Safety and efficacy was evaluated in 1169 children aged 12-17 years old treated with ACZONE Gel, 5%, in the clinical trials. The adverse event rate for ACZONE Gel, 5%, was similar to the vehicle control group. Safety and efficacy was not studied in pediatric patients less than 12 years of age, therefore ACZONE Gel, 5%, is not recommended for use in this age group.
Clinical trials of ACZONE Gel, 5%, did not include sufficient number of subjects aged 65 and over to determine whether they respond differently from younger subjects.

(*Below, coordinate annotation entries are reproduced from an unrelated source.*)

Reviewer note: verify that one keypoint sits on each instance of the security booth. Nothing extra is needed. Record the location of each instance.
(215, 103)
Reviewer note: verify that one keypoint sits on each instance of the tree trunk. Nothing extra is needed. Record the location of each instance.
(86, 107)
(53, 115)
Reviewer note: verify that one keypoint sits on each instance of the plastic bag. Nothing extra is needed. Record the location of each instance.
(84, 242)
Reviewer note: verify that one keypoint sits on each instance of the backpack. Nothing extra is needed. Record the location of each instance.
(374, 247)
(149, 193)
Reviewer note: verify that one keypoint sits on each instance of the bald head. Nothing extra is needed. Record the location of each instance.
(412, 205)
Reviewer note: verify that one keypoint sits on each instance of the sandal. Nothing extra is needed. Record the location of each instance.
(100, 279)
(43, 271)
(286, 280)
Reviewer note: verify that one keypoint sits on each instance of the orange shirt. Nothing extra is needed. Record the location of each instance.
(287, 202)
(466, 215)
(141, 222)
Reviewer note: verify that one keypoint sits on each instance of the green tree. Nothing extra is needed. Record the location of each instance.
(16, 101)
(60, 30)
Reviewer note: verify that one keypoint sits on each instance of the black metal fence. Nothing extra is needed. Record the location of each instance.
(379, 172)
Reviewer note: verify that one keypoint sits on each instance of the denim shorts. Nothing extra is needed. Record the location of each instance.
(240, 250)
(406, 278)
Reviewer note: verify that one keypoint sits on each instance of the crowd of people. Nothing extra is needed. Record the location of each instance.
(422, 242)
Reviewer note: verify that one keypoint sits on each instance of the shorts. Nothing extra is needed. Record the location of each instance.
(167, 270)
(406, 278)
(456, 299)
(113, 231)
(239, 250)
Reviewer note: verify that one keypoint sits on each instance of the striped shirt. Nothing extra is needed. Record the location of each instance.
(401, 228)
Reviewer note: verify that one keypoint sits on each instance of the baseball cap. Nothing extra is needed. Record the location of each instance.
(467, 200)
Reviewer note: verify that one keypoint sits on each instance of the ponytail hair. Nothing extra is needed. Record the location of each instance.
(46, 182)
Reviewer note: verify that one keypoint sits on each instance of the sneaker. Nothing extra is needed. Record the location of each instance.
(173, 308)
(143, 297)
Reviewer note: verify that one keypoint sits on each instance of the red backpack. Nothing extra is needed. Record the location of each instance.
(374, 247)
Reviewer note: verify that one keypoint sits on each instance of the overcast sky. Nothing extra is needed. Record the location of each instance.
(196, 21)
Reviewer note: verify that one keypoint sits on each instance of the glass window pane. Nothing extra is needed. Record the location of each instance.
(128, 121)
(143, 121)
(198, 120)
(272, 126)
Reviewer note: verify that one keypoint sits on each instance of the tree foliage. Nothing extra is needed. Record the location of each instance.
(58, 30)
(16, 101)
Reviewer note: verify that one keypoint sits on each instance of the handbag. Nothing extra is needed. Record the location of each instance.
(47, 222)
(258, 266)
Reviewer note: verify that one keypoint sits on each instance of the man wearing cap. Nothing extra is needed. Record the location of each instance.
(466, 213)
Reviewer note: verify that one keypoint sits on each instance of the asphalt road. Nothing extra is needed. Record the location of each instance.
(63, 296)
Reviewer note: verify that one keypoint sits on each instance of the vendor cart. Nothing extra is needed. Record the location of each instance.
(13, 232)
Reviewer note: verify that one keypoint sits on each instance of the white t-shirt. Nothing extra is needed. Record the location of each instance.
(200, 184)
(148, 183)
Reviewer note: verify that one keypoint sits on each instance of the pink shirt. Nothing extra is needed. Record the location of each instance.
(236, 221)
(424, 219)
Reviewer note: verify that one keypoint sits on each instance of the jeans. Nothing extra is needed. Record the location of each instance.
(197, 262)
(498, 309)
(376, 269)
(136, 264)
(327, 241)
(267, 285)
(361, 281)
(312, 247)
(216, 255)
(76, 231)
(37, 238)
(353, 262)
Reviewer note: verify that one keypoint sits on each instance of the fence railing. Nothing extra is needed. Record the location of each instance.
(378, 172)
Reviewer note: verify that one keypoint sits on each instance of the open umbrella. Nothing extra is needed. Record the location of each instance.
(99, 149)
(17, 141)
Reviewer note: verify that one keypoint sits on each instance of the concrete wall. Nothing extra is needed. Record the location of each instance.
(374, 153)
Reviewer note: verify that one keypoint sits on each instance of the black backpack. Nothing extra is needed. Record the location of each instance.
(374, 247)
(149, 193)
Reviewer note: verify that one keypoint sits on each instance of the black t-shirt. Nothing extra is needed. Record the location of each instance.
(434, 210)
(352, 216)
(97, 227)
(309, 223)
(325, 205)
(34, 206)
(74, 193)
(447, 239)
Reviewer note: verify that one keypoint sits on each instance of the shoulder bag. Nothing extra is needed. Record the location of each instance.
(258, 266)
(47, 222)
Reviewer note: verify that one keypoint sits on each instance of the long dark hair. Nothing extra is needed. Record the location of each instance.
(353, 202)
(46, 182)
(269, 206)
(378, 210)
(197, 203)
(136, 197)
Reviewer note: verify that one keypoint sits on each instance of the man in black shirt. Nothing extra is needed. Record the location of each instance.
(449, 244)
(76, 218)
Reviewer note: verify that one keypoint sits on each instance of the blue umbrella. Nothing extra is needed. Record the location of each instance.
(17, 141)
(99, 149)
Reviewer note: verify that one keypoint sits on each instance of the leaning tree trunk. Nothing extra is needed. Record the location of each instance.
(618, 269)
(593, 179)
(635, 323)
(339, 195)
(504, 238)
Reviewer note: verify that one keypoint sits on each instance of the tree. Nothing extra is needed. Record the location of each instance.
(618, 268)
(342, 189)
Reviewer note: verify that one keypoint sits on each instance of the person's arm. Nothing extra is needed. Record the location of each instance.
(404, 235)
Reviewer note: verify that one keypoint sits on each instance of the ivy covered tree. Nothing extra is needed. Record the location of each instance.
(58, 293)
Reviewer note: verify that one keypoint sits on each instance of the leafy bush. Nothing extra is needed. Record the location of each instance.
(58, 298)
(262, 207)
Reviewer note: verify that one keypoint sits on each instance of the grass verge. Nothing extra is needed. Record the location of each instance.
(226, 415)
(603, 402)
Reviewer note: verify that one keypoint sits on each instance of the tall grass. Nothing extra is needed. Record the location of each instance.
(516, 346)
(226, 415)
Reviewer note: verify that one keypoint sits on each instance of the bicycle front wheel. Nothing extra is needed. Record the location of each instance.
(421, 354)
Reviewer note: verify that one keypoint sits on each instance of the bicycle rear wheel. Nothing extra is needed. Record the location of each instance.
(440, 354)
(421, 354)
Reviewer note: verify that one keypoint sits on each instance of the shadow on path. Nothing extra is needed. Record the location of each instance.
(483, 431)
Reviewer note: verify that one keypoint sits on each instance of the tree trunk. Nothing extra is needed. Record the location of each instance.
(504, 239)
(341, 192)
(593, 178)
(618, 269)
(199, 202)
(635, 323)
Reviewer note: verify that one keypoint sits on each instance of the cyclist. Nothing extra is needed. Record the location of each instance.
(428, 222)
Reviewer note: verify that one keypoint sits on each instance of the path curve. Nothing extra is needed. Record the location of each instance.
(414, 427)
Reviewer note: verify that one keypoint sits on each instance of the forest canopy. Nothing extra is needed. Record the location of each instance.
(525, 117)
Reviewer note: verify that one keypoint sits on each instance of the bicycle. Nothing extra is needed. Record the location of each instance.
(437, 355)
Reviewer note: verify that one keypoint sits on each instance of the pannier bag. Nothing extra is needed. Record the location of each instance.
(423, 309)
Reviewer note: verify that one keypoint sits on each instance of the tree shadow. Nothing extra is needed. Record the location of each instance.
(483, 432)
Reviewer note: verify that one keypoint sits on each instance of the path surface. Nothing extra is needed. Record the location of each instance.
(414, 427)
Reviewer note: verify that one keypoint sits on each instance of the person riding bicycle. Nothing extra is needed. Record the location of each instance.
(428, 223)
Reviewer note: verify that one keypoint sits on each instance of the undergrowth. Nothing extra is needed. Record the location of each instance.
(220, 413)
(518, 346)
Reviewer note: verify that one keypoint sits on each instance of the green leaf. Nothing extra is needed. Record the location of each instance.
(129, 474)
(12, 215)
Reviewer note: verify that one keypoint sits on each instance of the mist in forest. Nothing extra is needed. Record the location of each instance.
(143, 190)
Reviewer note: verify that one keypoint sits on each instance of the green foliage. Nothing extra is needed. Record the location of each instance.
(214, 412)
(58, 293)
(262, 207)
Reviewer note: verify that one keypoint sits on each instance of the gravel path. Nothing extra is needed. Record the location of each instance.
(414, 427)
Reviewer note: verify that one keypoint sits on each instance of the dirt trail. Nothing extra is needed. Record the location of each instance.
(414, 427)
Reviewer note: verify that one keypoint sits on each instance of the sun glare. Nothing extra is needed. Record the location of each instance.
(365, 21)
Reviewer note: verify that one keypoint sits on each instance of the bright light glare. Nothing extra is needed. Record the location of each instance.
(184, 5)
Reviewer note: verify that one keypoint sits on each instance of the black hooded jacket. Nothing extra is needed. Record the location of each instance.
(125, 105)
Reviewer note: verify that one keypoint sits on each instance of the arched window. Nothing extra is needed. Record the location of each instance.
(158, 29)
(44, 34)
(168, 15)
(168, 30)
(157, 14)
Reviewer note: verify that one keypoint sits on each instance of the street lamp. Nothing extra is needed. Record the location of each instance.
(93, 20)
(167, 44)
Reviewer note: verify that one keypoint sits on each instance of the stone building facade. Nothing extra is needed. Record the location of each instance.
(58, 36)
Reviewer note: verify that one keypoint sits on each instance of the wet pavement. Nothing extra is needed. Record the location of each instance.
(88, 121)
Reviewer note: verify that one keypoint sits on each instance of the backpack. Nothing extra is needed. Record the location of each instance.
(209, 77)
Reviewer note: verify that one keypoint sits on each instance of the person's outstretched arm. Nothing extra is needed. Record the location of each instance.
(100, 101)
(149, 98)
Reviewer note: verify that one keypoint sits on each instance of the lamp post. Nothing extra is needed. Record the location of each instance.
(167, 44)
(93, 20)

ACZONE Gel, 5% and vehicle were evaluated in a randomized, double-blind, cross-over design clinical trial of 64 subjects with G6PD deficiency and acne vulgaris. Subjects were Black (88%), Asian (6%), Hispanic (2%) or of other racial origin (5%). Blood samples were taken at Baseline, Week 2, and Week 12 during both vehicle and ACZONE Gel, 5% treatment periods. There were 56 out of 64 subjects who had a Week 2 blood draw and applied at least 50% of treatment applications. Table 3 contains results from testing of relevant hematology parameters for these two treatment periods. ACZONE Gel was associated with a 0.32 g/dL drop in hemoglobin after two weeks of treatment, but hemoglobin levels generally returned to baseline levels at Week 12.
There were no changes from baseline in haptoglobin or lactate dehydrogenase during ACZONE or vehicle treatment at either the 2-week or 12-week time point.
The proportion of subjects who experienced decreases in hemoglobin ≥1 g/dL was similar between ACZONE Gel, 5% and vehicle treatment (8 of 58 subjects had such decreases during ACZONE treatment compared to 7 of 56 subjects during vehicle treatment among subjects with at least one on-treatment hemoglobin assessment). Subgroups based on gender, race, or G6PD enzyme activity did not display any differences in laboratory results from the overall study group. There was no evidence of clinically significant hemolytic anemia in this study. Some of these subjects developed laboratory changes suggestive of hemolysis.